# „Ich spiele das MMORPG Gentoo“

## misterjack

Ein schöner Beitrag zu einem grottenschlechten Artikel:

http://www.heise.de/open/news/foren/S-Ich-spiele-das-MMORPG-Gentoo/forum-227930/msg-21793161/read/

----------

## schmidicom

 *misterjack wrote:*   

> Ein schöner Beitrag zu einem grottenschlechten Artikel

 

Naja so toll finde ich den Kommentar ja auch nicht, aber stimmt schon der Artikel selbst ist ja wieder mal unterste Schublade.

Beim Artikel weiss ich gar nicht wo ich anfangen soll zu widersprechen...

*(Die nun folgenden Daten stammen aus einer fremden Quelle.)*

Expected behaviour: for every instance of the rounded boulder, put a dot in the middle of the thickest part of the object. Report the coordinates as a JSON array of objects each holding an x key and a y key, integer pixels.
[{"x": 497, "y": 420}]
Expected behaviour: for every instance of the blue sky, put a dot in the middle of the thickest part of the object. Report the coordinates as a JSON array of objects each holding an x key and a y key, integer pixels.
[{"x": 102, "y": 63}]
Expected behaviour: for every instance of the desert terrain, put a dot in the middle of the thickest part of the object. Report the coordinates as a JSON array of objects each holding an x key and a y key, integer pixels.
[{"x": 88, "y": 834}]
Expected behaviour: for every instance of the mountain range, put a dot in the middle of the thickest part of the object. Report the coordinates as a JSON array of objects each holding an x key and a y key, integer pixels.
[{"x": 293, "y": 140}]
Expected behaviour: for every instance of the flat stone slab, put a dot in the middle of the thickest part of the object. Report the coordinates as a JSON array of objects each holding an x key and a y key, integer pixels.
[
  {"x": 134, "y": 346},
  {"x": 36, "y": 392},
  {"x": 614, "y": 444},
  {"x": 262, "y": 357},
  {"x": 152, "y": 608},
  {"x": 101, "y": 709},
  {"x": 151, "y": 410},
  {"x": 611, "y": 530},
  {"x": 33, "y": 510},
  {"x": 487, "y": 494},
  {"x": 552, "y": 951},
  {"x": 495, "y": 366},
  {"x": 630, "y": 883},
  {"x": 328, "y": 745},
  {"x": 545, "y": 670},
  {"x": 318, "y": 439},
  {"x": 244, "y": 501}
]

Allein schon die Behauptung das Spiele die über so was wie "wine" (schon bei diesem Wort läuft es mir kalt den Rücken runter) mit biegen und brechen zum laufen gebracht werden würden nativ Spiele überflüssig machen bringt mich auf die Palme. Und von den schon selbst miterlebten Eskapaden die einem der X11 bescheren kann wenn ein Spiel nur schon versucht die Auflösung zu ändern will ich gar nicht erst anfangen.

Fakt ist doch wenn es möglich wäre solche Spiele wie World of Warcraft (oder andere sehr beliebte Langzeitrenner) nativ auf Linux ohne Einschränkungen gegenüber der Windoof-Varainte zu benutzen würden das sicher auch viele machen.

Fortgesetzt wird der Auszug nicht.